Government’s main task of management, he goes on, is to use tax policy to introduce ‘balance’ into the flow between saving and consumption – each of ‘equal merit… and contributing equally to well-being’.  An Austrian need really look no further than this for a critical concentration of both economic and ethical error.

Late stage capitalism has, of course, a tendency to ‘excess’ saving (why? we may ask in vain), so Keynes’ only mistake was to argue for more government investment, as an offset, rather than using fiscal policy to penalise saving and promote consumption.

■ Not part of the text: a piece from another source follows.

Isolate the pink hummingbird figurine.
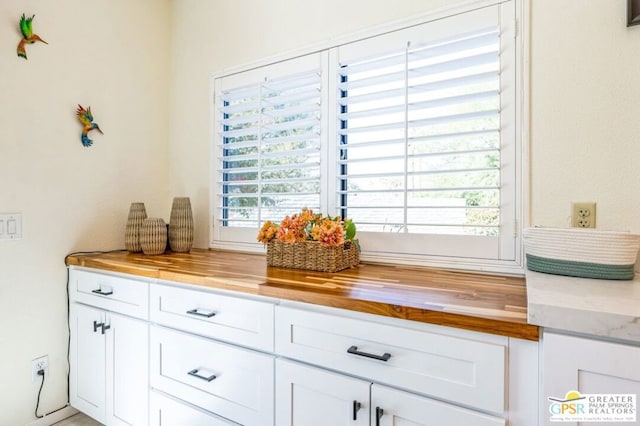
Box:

Government expenditure, it seems, is also a ‘national dividend’ and it is only right that the state should ‘give away purchasing power to help support consumption’ and it is mere ‘nostalgia’ to pine for a day where everyone looked after himself and the state had little or no involvement.

No, Leviathan should provide a national dividend by giving away all basic services freely: food, clothing, housing, and medical care – out of the ‘surplus prosperity’ – allowing people to concentrate ‘only’ on working to buy whatever else they need and not having to worry about being rendered technologically redundant.

I am only half way through this tract and already I have found more fallacies, inconsistencies, and shallow-thinking being marshalled behind a grandiose plan of reform, than I have seen in a long while. HG Wells would be proud of Parsson.

No wonder this tosh is out of print!!

All I can say is that this is typical of Evans-Pritchard’s Yellow journalism: everything we do is wrong and the whole system is always about to implode. But while we cannot let the Keynesians expand debt and deficits limitlessly, neither can we allow those horrible Liquidationists to cut back or, very soon, the 1930s will look like a picnic. We will have some form or other of ‘Flation (X-flation, perhaps) on some unspecified timescale or another – but, or course, it will be of an unimaginable magnitude when it does arrive, unless we stop everything we are doing now and yet intensify everything we are doing, at the same time.

One only regrets that Murray Rothbard is not still around to skewer the idiocies of such Swiftian buffoons as Parsson and his modern day brethren, AEP, Wolf, Kaletsky, Krugman, and Stiglitz – and to rebut the opposing follies of the self-loathing Guardianistas and Dollar-doom Michigan Militia, in general.

As for us, while it’s always nice to think we are not an isolated remnant in the cause, perhaps we might be just a tad more considered in our endorsement of those who ostensibly seem to share some of our concerns, but who either lack intellectual consistency to draw the correct conclusions from them, or who use a shared criticism of some aspects of the modern institutional setting as the point of departure for a programme totally antithetical to our aims.